Dall’esordio in serie A con Helenio Herrera fino al ritiro, avvenuto nel 1978 (con licenza poetica gli autori lo collocano nel 1980, forse per legarlo alla negatività portata dal calcioscommesse), Facchetti è stato un giocatore molto diverso anche dagli altri campioni interisti e non solo perché in rapporto al suo ruolo fosse il più bravo di tutti. La diversità di Facchetti, che nel libro viene tratteggiata bene pur cadendo nell’effetto santino, risiedeva nell’avere poco in comune con la furbizia, non necessariamente illegale, del mondo del calcio. Questo non significa che fosse stupido, come con lui ancora in vita diceva qualche addetto ai lavori invidioso, né tanto meno un perdente vista la leadership che esercitava sui compagni anche in Nazionale, ma soltanto che si staccava dalla massa di chi tirava a campare avendo un’idea del mondo e del calcio molto alta, forse persino troppo.

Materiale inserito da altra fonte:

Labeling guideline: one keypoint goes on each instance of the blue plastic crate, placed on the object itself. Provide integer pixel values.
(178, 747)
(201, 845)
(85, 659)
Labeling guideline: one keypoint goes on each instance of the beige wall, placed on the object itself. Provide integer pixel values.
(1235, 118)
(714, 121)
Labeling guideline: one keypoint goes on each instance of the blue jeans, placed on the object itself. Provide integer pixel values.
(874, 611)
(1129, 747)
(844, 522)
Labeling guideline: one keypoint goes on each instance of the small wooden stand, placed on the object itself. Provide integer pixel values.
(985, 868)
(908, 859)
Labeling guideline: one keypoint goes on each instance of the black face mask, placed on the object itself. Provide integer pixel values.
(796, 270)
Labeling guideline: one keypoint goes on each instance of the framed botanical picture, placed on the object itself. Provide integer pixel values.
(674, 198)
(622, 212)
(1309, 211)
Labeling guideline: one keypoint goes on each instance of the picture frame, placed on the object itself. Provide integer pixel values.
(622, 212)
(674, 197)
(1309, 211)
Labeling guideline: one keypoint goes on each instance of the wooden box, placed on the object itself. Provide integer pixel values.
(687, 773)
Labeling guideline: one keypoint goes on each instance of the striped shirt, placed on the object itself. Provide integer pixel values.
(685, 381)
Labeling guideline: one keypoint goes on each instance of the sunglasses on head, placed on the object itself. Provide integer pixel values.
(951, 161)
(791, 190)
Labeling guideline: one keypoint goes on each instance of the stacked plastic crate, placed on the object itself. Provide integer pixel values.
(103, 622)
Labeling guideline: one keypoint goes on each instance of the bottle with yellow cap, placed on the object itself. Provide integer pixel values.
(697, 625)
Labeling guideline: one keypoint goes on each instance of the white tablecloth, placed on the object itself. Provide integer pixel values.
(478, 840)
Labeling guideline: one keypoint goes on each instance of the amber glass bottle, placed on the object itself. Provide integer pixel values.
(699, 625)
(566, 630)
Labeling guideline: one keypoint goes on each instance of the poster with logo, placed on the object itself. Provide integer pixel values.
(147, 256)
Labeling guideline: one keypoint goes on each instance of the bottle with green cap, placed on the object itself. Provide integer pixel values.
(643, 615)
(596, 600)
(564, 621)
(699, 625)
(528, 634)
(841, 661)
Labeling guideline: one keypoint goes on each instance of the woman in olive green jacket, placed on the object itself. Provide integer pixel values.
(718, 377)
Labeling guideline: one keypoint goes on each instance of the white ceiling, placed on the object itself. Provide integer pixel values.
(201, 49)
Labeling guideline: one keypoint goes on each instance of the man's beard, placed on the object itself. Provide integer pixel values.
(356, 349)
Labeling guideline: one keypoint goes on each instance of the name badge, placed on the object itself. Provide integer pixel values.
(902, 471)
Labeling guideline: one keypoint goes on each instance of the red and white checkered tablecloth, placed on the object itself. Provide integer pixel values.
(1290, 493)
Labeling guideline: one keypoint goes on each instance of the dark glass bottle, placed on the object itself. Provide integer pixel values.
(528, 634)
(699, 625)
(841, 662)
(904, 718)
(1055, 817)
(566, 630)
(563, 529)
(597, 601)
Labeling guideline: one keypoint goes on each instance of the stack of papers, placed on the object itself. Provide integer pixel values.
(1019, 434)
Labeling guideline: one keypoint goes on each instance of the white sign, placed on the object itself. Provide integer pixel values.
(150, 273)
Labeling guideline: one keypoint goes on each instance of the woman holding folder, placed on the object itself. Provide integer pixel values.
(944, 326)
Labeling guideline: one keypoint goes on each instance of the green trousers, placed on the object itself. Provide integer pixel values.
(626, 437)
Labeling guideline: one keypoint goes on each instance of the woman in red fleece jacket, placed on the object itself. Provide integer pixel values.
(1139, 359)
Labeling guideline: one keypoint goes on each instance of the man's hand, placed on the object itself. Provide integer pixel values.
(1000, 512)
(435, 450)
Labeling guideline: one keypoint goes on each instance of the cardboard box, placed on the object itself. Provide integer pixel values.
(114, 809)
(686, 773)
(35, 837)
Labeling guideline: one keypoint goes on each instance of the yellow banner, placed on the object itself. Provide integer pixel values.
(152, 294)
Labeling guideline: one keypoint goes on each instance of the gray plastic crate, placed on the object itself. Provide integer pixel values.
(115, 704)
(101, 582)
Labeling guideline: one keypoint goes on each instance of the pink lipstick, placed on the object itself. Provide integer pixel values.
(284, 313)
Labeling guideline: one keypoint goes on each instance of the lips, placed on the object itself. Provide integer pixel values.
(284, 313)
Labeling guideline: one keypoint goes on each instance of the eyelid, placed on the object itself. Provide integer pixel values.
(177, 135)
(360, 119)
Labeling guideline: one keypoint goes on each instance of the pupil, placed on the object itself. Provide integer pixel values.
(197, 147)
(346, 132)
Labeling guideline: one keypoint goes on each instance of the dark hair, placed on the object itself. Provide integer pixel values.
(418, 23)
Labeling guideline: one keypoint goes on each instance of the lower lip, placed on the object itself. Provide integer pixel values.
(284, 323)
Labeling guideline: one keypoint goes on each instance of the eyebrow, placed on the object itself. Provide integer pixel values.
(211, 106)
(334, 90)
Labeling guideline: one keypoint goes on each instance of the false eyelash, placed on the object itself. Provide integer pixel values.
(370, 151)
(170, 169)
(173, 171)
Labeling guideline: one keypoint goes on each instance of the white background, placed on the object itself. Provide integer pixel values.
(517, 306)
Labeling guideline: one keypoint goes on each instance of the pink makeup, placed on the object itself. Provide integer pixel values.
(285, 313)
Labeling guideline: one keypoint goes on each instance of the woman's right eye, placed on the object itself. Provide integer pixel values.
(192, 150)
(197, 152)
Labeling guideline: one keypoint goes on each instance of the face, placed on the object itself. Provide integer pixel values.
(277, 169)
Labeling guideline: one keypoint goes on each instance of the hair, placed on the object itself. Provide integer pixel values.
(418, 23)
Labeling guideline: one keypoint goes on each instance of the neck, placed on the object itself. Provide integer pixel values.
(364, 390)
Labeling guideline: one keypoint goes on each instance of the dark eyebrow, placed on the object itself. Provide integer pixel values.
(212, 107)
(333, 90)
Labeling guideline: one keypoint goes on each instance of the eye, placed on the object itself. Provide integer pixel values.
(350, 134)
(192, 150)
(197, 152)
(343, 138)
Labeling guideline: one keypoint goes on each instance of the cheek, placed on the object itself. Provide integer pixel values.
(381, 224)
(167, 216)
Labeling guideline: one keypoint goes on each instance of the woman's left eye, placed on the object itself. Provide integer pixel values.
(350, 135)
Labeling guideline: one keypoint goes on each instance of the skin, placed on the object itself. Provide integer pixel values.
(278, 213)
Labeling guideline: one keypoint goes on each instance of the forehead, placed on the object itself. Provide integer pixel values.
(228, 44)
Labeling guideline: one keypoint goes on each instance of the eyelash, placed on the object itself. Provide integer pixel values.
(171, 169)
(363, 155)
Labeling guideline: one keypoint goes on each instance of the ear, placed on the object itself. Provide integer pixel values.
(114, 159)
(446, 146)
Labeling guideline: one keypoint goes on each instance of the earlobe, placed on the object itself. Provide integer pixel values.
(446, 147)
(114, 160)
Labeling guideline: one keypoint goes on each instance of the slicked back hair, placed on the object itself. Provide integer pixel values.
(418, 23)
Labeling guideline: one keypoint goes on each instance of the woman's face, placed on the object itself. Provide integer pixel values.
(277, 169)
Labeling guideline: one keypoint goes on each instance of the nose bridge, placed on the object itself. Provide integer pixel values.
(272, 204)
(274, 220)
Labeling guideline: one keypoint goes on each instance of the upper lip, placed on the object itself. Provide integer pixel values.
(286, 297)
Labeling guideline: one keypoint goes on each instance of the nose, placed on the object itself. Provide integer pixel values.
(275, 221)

Ma venendo al libro, è interessante l’espediente del giornalista immaginario (elemento di realtà è che sia figlio di giornalista), interessato soltanto ai valori dello sport e non alle polemiche (ma quale lettore sarebbe interessato a pipponi sull’etica dello sport?) attraverso il quale i decenni di Facchetti vengono filtrati, in un’Italia che cambia più velocemente di quanto cambi Facchetti. Parte fumettistica promossa a pieni voti, capace di commuovere almeno chi è interista (e non è poco), mentre sa di già letta la parte di testo puro, fatta eccezione per l’intervista a Materazzi (improbabile ma reale il suo legame con Facchetti). Nelle sue parti extracalcistiche, tipo quella sui ‘giusti’, il libro ha la patina di una certa sinistra morattiana di cui ci eravamo per fortuna dimenticati, ma nonostante questo rimane un’operazione valida e fa sorgere una domanda: perché non c’è mai stato un fumetto sportivo italiano che abbia fatto storia? Se ancora ci ricordiamo il Dick Dinamite del Guerin Sportivo e il Mister Kappa dell’Intrepido, considerando hors categorie i vari Centravanti e Gol della situazione che avevano altro target (e altro utilizzo), significa che un tentativo vero non è mai stato fatto. Parliamo di fumetto popolare, almeno a livello manga. La graphic novel è per sua natura one shot, mentre a noi tossici piace la serializzazione.